Frusemide (furosemide)
A loop diuretic used in APSGN to relieve fluid overload and oedema; acts by inhibiting the Na-K-2Cl transporter in the thick ascending limb of the loop of Henle.
Glomerular proteinuria
Proteinuria caused by impaired size-selectivity or charge-selectivity of the glomerular filtration barrier; predominantly albumin; seen in MCNS, FSGS, lupus nephritis, and glomerulonephritis.
Granular cast
Urinary cast containing degenerated cellular debris; non-specific; seen in ATN, CKD, or any significant renal injury; 'muddy brown granular casts' are characteristic of ischaemic or nephrotoxic ATN.
Haematuria
Presence of red blood cells in the urine confirmed by ≥5 RBC/hpf on centrifuged urine microscopy; macroscopic if visible, microscopic if detected only on dipstick or microscopy.

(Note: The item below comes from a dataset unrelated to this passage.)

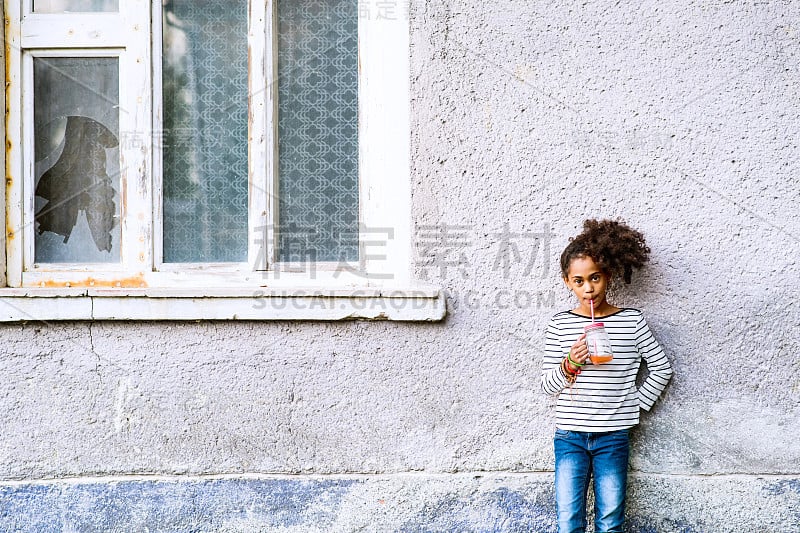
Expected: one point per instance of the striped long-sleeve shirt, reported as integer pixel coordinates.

Haemolytic Uraemic Syndrome (HUS)
Clinical triad of microangiopathic haemolytic anaemia (MAHA), thrombocytopenia, and AKI; most commonly caused in children by EHEC O157:H7 (Shiga toxin); antibiotics are contraindicated.
Holliday-Segar formula
Maintenance fluid calculation for children: 100 mL/kg/day for the first 10 kg, plus 50 mL/kg/day for the next 10 kg, plus 20 mL/kg/day for each additional kg; the baseline against which fluid balance is managed in AKI.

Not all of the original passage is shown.